Data center, edge computer e 5G
Per comprendere meglio quale sia la reale importanza di un “quartier generale” centralizzato all’interno di ambienti distribuiti, proviamo ad analizzare uno scenario applicativo estremamente significativo perché connesso alla salvaguardia e all’incolumità pubblica, ossia quello di una rete di sensori deputati a monitorare l’innalzamento delle acque di un fiume: in tale contesto, avrebbe un impatto maggiore il malfunzionamento di un singolo misuratore digitale o l’incapacità, anche momentanea, di un supercalcolatore che deve incrociare tutti i dati e lanciare l’allarme al verificarsi di specifiche condizioni?
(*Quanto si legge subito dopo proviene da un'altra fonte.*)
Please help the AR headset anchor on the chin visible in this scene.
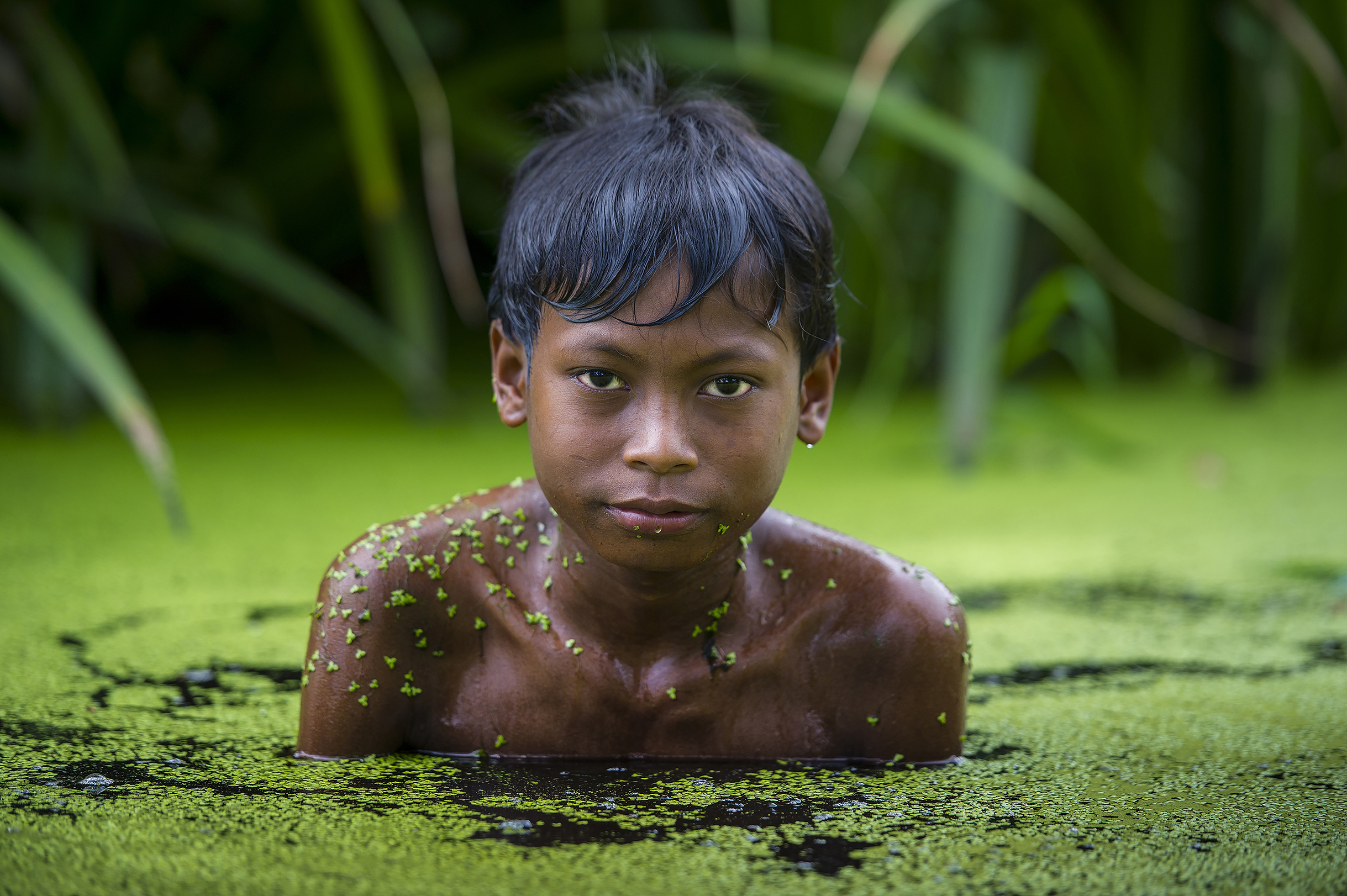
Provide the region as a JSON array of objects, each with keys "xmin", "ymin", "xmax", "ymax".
[{"xmin": 590, "ymin": 539, "xmax": 711, "ymax": 573}]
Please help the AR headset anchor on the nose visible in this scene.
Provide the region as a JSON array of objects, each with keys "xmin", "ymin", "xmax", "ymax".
[{"xmin": 622, "ymin": 402, "xmax": 696, "ymax": 476}]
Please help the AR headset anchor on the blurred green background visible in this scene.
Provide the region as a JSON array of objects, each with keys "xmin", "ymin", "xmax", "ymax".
[{"xmin": 0, "ymin": 0, "xmax": 1347, "ymax": 521}]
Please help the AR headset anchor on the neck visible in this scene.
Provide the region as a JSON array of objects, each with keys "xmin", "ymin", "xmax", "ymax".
[{"xmin": 553, "ymin": 528, "xmax": 742, "ymax": 660}]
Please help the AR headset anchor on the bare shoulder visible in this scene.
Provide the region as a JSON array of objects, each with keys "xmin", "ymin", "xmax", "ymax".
[
  {"xmin": 753, "ymin": 512, "xmax": 969, "ymax": 761},
  {"xmin": 299, "ymin": 481, "xmax": 555, "ymax": 757},
  {"xmin": 754, "ymin": 509, "xmax": 963, "ymax": 640}
]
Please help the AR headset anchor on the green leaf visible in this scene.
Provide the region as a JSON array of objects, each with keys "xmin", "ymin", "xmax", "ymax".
[{"xmin": 0, "ymin": 212, "xmax": 187, "ymax": 530}]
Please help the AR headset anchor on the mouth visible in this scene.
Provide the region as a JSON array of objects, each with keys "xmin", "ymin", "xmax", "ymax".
[{"xmin": 603, "ymin": 498, "xmax": 706, "ymax": 536}]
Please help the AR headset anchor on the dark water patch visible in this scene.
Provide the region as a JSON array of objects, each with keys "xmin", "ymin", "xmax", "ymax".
[
  {"xmin": 452, "ymin": 763, "xmax": 876, "ymax": 876},
  {"xmin": 56, "ymin": 633, "xmax": 303, "ymax": 713}
]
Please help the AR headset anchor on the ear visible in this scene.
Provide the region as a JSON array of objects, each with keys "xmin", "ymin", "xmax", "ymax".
[
  {"xmin": 490, "ymin": 319, "xmax": 528, "ymax": 427},
  {"xmin": 796, "ymin": 338, "xmax": 842, "ymax": 445}
]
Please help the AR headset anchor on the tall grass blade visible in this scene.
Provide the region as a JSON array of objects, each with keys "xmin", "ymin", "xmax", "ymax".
[
  {"xmin": 308, "ymin": 0, "xmax": 404, "ymax": 221},
  {"xmin": 730, "ymin": 0, "xmax": 772, "ymax": 54},
  {"xmin": 1253, "ymin": 0, "xmax": 1347, "ymax": 143},
  {"xmin": 0, "ymin": 212, "xmax": 187, "ymax": 530},
  {"xmin": 4, "ymin": 3, "xmax": 155, "ymax": 236},
  {"xmin": 940, "ymin": 46, "xmax": 1039, "ymax": 467},
  {"xmin": 562, "ymin": 0, "xmax": 608, "ymax": 59},
  {"xmin": 819, "ymin": 0, "xmax": 954, "ymax": 181},
  {"xmin": 828, "ymin": 172, "xmax": 912, "ymax": 420},
  {"xmin": 362, "ymin": 0, "xmax": 486, "ymax": 329},
  {"xmin": 307, "ymin": 0, "xmax": 445, "ymax": 401},
  {"xmin": 154, "ymin": 201, "xmax": 439, "ymax": 395},
  {"xmin": 649, "ymin": 34, "xmax": 1254, "ymax": 360}
]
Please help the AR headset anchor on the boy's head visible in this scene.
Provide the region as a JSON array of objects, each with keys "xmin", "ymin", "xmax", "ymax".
[{"xmin": 490, "ymin": 62, "xmax": 839, "ymax": 570}]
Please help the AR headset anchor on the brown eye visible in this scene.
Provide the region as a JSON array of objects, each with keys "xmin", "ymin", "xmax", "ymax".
[
  {"xmin": 578, "ymin": 371, "xmax": 627, "ymax": 392},
  {"xmin": 704, "ymin": 376, "xmax": 753, "ymax": 399}
]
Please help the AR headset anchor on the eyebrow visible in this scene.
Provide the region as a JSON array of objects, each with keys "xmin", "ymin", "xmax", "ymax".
[{"xmin": 575, "ymin": 342, "xmax": 640, "ymax": 364}]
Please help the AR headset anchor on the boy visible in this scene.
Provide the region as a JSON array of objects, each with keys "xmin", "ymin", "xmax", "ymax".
[{"xmin": 296, "ymin": 65, "xmax": 969, "ymax": 763}]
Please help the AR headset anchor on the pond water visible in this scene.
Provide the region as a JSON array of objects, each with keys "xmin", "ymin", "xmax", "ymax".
[{"xmin": 0, "ymin": 369, "xmax": 1347, "ymax": 895}]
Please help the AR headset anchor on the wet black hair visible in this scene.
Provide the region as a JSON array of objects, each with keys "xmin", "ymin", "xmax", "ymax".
[{"xmin": 488, "ymin": 56, "xmax": 836, "ymax": 371}]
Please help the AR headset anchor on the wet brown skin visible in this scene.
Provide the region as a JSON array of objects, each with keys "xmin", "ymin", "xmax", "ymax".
[{"xmin": 298, "ymin": 276, "xmax": 969, "ymax": 761}]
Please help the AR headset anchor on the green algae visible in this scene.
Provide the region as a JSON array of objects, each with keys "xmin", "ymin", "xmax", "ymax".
[{"xmin": 0, "ymin": 369, "xmax": 1347, "ymax": 895}]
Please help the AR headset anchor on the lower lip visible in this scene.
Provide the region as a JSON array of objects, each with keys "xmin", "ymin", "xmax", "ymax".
[{"xmin": 608, "ymin": 504, "xmax": 702, "ymax": 535}]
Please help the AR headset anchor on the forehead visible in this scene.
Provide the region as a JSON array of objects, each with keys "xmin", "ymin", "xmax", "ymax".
[{"xmin": 533, "ymin": 266, "xmax": 799, "ymax": 365}]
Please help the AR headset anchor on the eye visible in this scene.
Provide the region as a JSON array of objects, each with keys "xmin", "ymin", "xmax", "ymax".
[
  {"xmin": 702, "ymin": 376, "xmax": 753, "ymax": 399},
  {"xmin": 575, "ymin": 371, "xmax": 627, "ymax": 392}
]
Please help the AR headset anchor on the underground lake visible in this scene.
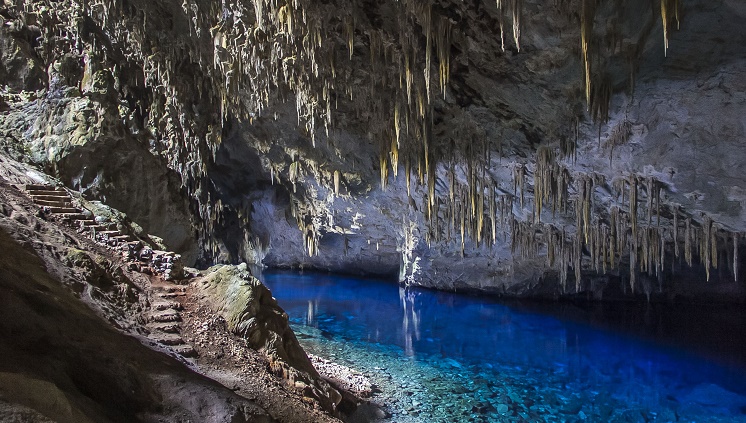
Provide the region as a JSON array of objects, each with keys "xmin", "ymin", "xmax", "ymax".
[{"xmin": 262, "ymin": 272, "xmax": 746, "ymax": 422}]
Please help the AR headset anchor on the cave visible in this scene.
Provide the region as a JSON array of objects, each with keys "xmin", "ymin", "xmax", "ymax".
[{"xmin": 0, "ymin": 0, "xmax": 746, "ymax": 422}]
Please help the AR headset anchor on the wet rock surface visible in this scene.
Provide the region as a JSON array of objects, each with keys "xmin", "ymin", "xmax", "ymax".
[
  {"xmin": 0, "ymin": 161, "xmax": 346, "ymax": 422},
  {"xmin": 194, "ymin": 264, "xmax": 342, "ymax": 410}
]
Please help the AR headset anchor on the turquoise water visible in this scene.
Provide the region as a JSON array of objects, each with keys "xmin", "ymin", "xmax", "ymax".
[{"xmin": 263, "ymin": 273, "xmax": 746, "ymax": 422}]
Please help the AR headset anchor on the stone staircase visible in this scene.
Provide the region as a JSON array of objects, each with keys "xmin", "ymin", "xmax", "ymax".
[
  {"xmin": 26, "ymin": 185, "xmax": 131, "ymax": 248},
  {"xmin": 26, "ymin": 184, "xmax": 197, "ymax": 357},
  {"xmin": 145, "ymin": 284, "xmax": 197, "ymax": 357},
  {"xmin": 26, "ymin": 184, "xmax": 184, "ymax": 280}
]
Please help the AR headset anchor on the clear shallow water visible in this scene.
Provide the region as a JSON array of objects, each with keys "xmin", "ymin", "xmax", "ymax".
[{"xmin": 263, "ymin": 273, "xmax": 746, "ymax": 422}]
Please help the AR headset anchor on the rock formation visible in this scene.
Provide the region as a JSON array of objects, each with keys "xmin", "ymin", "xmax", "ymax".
[
  {"xmin": 195, "ymin": 263, "xmax": 342, "ymax": 410},
  {"xmin": 0, "ymin": 0, "xmax": 746, "ymax": 300}
]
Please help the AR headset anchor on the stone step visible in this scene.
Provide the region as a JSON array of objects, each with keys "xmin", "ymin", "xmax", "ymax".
[
  {"xmin": 156, "ymin": 292, "xmax": 186, "ymax": 298},
  {"xmin": 31, "ymin": 194, "xmax": 70, "ymax": 202},
  {"xmin": 150, "ymin": 309, "xmax": 181, "ymax": 323},
  {"xmin": 148, "ymin": 333, "xmax": 184, "ymax": 346},
  {"xmin": 171, "ymin": 344, "xmax": 198, "ymax": 357},
  {"xmin": 34, "ymin": 198, "xmax": 73, "ymax": 207},
  {"xmin": 150, "ymin": 300, "xmax": 182, "ymax": 310},
  {"xmin": 49, "ymin": 207, "xmax": 80, "ymax": 214},
  {"xmin": 145, "ymin": 322, "xmax": 181, "ymax": 333},
  {"xmin": 26, "ymin": 184, "xmax": 65, "ymax": 192},
  {"xmin": 57, "ymin": 213, "xmax": 88, "ymax": 220}
]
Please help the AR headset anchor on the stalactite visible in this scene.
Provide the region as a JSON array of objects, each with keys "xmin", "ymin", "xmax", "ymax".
[
  {"xmin": 700, "ymin": 216, "xmax": 712, "ymax": 281},
  {"xmin": 660, "ymin": 0, "xmax": 668, "ymax": 57},
  {"xmin": 629, "ymin": 174, "xmax": 637, "ymax": 240},
  {"xmin": 733, "ymin": 232, "xmax": 739, "ymax": 282},
  {"xmin": 435, "ymin": 17, "xmax": 452, "ymax": 99},
  {"xmin": 497, "ymin": 0, "xmax": 505, "ymax": 53},
  {"xmin": 673, "ymin": 205, "xmax": 679, "ymax": 258},
  {"xmin": 512, "ymin": 0, "xmax": 523, "ymax": 53},
  {"xmin": 684, "ymin": 217, "xmax": 692, "ymax": 267},
  {"xmin": 422, "ymin": 3, "xmax": 433, "ymax": 104},
  {"xmin": 580, "ymin": 0, "xmax": 596, "ymax": 111},
  {"xmin": 710, "ymin": 225, "xmax": 718, "ymax": 269}
]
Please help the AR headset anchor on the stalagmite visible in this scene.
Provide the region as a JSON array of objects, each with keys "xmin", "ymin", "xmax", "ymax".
[{"xmin": 580, "ymin": 0, "xmax": 596, "ymax": 111}]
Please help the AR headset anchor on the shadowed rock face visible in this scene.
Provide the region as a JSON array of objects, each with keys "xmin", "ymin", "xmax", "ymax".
[
  {"xmin": 195, "ymin": 263, "xmax": 342, "ymax": 410},
  {"xmin": 0, "ymin": 215, "xmax": 274, "ymax": 423},
  {"xmin": 0, "ymin": 0, "xmax": 746, "ymax": 300}
]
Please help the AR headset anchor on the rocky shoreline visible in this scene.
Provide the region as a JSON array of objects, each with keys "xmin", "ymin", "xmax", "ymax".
[{"xmin": 0, "ymin": 157, "xmax": 378, "ymax": 423}]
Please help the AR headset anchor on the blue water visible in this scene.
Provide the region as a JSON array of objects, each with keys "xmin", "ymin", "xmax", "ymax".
[{"xmin": 263, "ymin": 273, "xmax": 746, "ymax": 422}]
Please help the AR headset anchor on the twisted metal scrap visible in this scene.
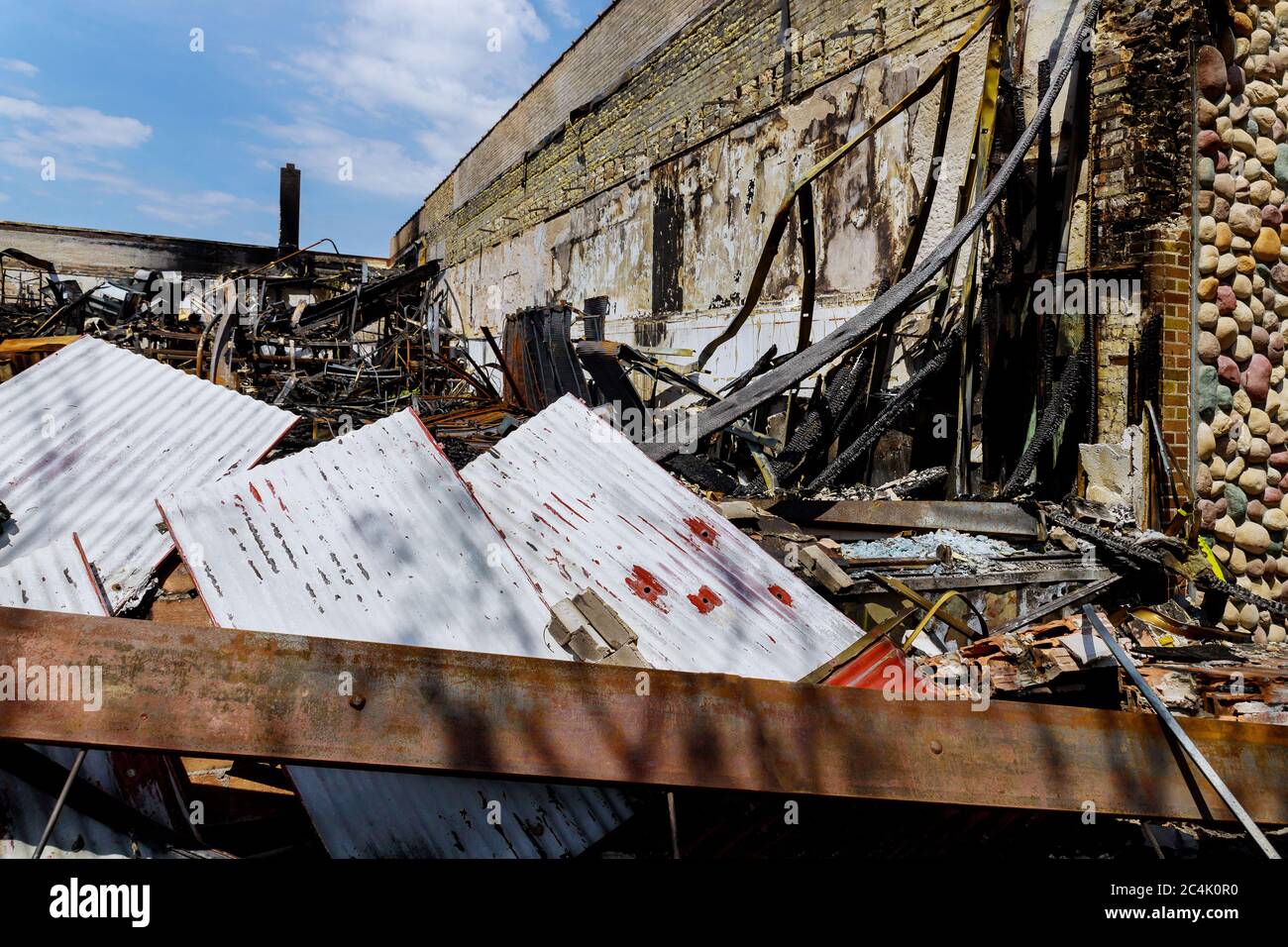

In altri termini, avrebbe senso acquisire, immagazzinare e trasmettere informazioni anche vitali se poi non è possibile utilizzarle in tempo utile per raggiungere i propri obiettivi?
Ragionamenti e conclusioni di questo genere diventeranno ancora più importanti con l’avvento, ormai imminente, di tecnologie quali il 5G, che, di fatto, aprirà la strada verso un nuovo mondo interamente interconnesso, o con la diffusione di soluzioni ancora in fase embrionale come le auto a guida autonoma o l’intelligenza artificiale.
Analizzato sotto questa prospettiva anche il Cloud può essere considerato come un elemento catalizzatore verso la nascita di Centri di Elaborazione Dati di nuova generazione che, immagazzinando a ciclo continuo documenti e byte da tutto il mondo, porteranno in dote ai loro proprietari anche una buona dose di potere, notorietà e capacità di negoziazione.
La corsa verso i data center
In tale contesto, la tendenza, secondo i principali analisti del settore, è quella di una vera e propria corsa verso l’implementazione di data center complessi e sofisticati, dotati di server ad altissima capacità elaborativa, canali di comunicazione digitali estremamente affidabili ma soprattutto in grado di garantire prestazioni elevate con un utilizzo limitato di risorse economiche e ambientali.
La sfida, invero, era già stata raccolta e rilanciata dalla Cina che, alla fine della prima decade del nuovo millennio, aveva individuato un’area della “Mongolia Interna” quale sito ideale per la costruzione di data center dalle dimensioni colossali, destinati a conquistare in pochi anni il mondo sotto il profilo del dominio digitale.
Non è un caso che questa zona semi-desertica, tradizionalmente dedita all’agricoltura e all’allevamento brado dei cavalli e degli ovini, sia divenuta oggetto di ingenti investimenti da parte dei più importanti player nel settore informatico che, sfruttando i servizi complementari e le infrastrutture di supporto creati negli ultimi anni da governo cinese, stanno costruendo nuovi data center ad un ritmo decisamente incalzante.
Non bisogna, inoltre, sottovalutare l’impatto politico e strategico connesso alla delocalizzazione dei CED in particolari aree geografiche: nell’ancora immaturo diritto informatico internazionale, infatti, non è pienamente chiaro quali siano i vincoli normativi e i poteri di giurisdizione in capo ai diversi Stati nei confronti di strutture che elaborano dati provenienti da tutto il mondo.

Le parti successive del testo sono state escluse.